Practical Tips for Improving Exploratory Data Analysis!

 Datawhale dry goods 

Translator: Zhang Feng, member of Datawhale

A practical guide to making EDA simpler (and more beautiful)!

Original link: https://towardsdatascience.com/practical-tips-for-improving-exploratory-data-analysis-1c43b3484577

introduce

Exploratory data analysis (EDA) is a necessary step before using any machine learning model. The EDA process requires the focus and patience of data analysts and data scientists: it often takes a lot of time to actively use one or more visualization libraries before gaining meaningful insights from analyzing data.

In this article, I will share with you some tips on how to simplify the EDA program and make it more convenient based on my personal experience. In particular, I'll introduce you to three important tips I've learned in the process of "killing" with EDA:

1. Use the non-trivial graph that best suits your task;

2. Make full use of the functions of the visualization library;

3. Find faster ways to produce the same content.

Note: In this post, we will use wind energy data provided by Kaggle [2] to make infographics. let's start!

Tip 1: Don't be afraid to use non-trivial graphs

I learned how to apply this technique while writing a research paper [1] related to wind energy analysis and forecasting. While doing EDA for this project, I needed to create a summary matrix to reflect all the relationships between wind energy parameters in order to find out which parameters have the most influence on each other. The first idea that popped into my head was to build an "old-fashioned" correlation matrix , the kind I've seen in many data science/data analysis projects.
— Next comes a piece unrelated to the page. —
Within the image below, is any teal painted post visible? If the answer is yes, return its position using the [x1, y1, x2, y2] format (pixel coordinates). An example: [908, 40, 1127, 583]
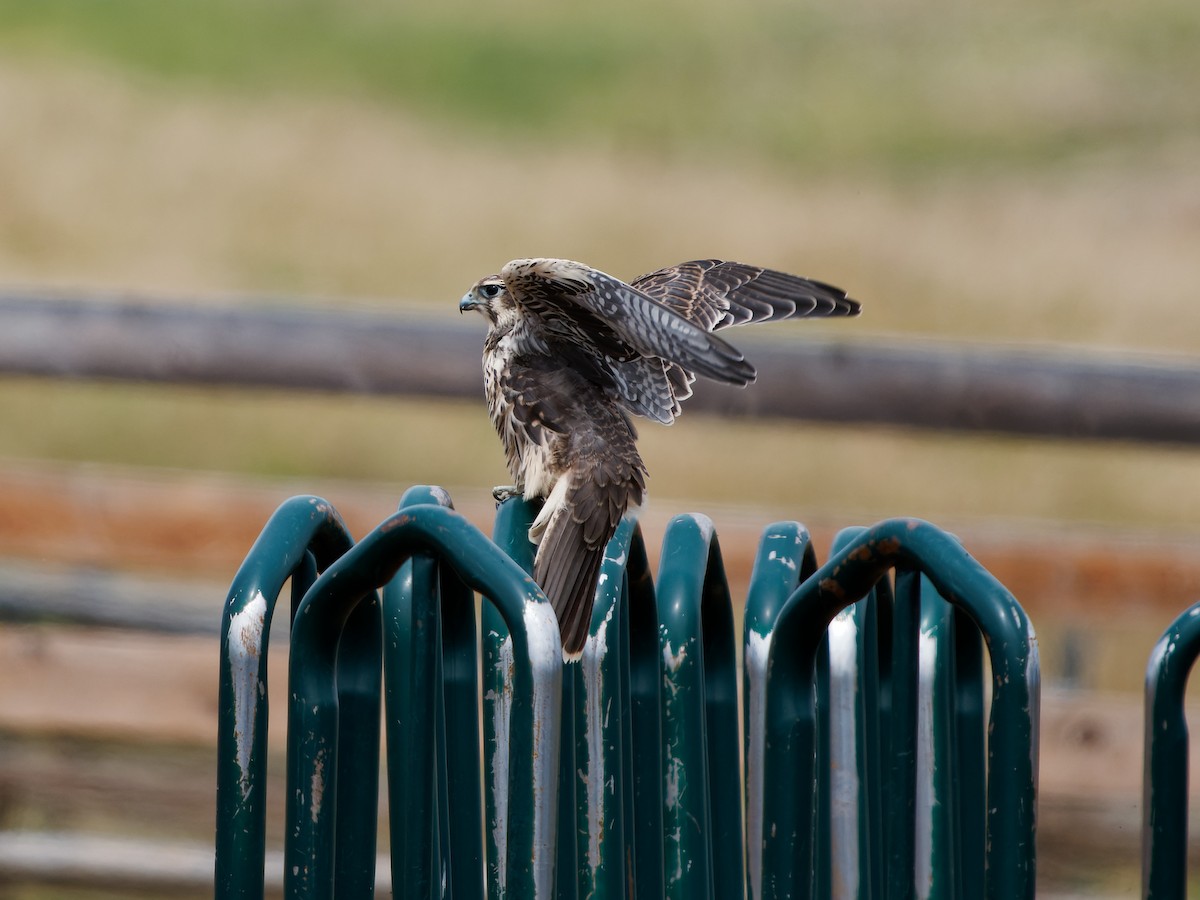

As we all know, correlation matrix is ​​used to quantify and summarize the linear relationship between variables. In the code snippet below, the corrcoef function is used on the feature column of wind energy data . Here, I also applied Seaborn's heatmap function to plot the correlation matrix array as a heatmap:

import matplotlib.pyplot as plt
import seaborn as sns
import pandas as pd
import numpy as np

# 读取数据
data = pd.read_csv('T1.csv')
print(data)

# 为列重命名,使其标题更简短
data.rename(columns={'LV ActivePower (kW)':'P',
                     'Wind Speed (m/s)':'Ws',
                     'Theoretical_Power_Curve (KWh)':'Power_curve',
                     'Wind Direction (°)': 'Wa'},inplace=True)
cols = ['P', 'Ws', 'Power_curve', 'Wa']

# 建立矩阵
correlation_matrix = np.corrcoef(data[cols].values.T)
hm = sns.heatmap(correlation_matrix,
                 cbar=True, annot=True, square=True, fmt='.3f',
                 annot_kws={'size': 15},
                 cmap='Blues',
                 yticklabels=['P', 'Ws', 'Power_curve', 'Wa'],
                 xticklabels=['P', 'Ws', 'Power_curve', 'Wa'])

# 保存图表
plt.savefig('image.png', dpi=600, bbox_inches='tight')
plt.show()
77796c98e00344648d54c98e55a18986.png

Figure 1 Example of correlation matrix established

From the analysis of the chart results, we can conclude that there is a strong correlation between wind speed and real power, but I think many people will agree with me that this is not an explanation when using this visualization method Simple method for results, since here we only have numbers.

A scatterplot matrix is ​​a great alternative to a correlation matrix, allowing you to visualize the pairwise correlations between different features of your dataset in one place. In this case sns.pairplot should be used:

import matplotlib.pyplot as plt
import seaborn as sns
import pandas as pd

# 读取数据
data = pd.read_csv('T1.csv')
print(data)

# 为列重命名,使其标题更简短
data.rename(columns={'LV ActivePower (kW)':'P',
                     'Wind Speed (m/s)':'Ws',
                     'Theoretical_Power_Curve (KWh)':'Power_curve',
                     'Wind Direction (°)': 'Wa'},inplace=True)
cols = ['P', 'Ws', 'Power_curve', 'Wa']

# 建立矩阵
sns.pairplot(data[cols], height=2.5)
plt.tight_layout()

# 保存图表
plt.savefig('image2.png', dpi=600, bbox_inches='tight')
plt.show()
38a6e3cb9dfc6750bef567a4e044155c.png

Figure 2 Example of scatterplot matrix

By looking at the scatterplot matrix, we can quickly visualize how the data is distributed and whether it contains outliers. However, the main disadvantage of this type of chart is that due to the pairwise plotting of the data, there will be duplicate data.

In the end, I decided to combine the above graphs into one, where the lower left part will contain a scatterplot of the selected parameter, and the upper right part will contain bubbles of different sizes and colors: the larger the circle, the stronger the linear dependence of the parameter under study . The diagonal of the matrix will show the distribution of each feature: a narrow peak here means that that particular parameter does not vary much, while other features vary.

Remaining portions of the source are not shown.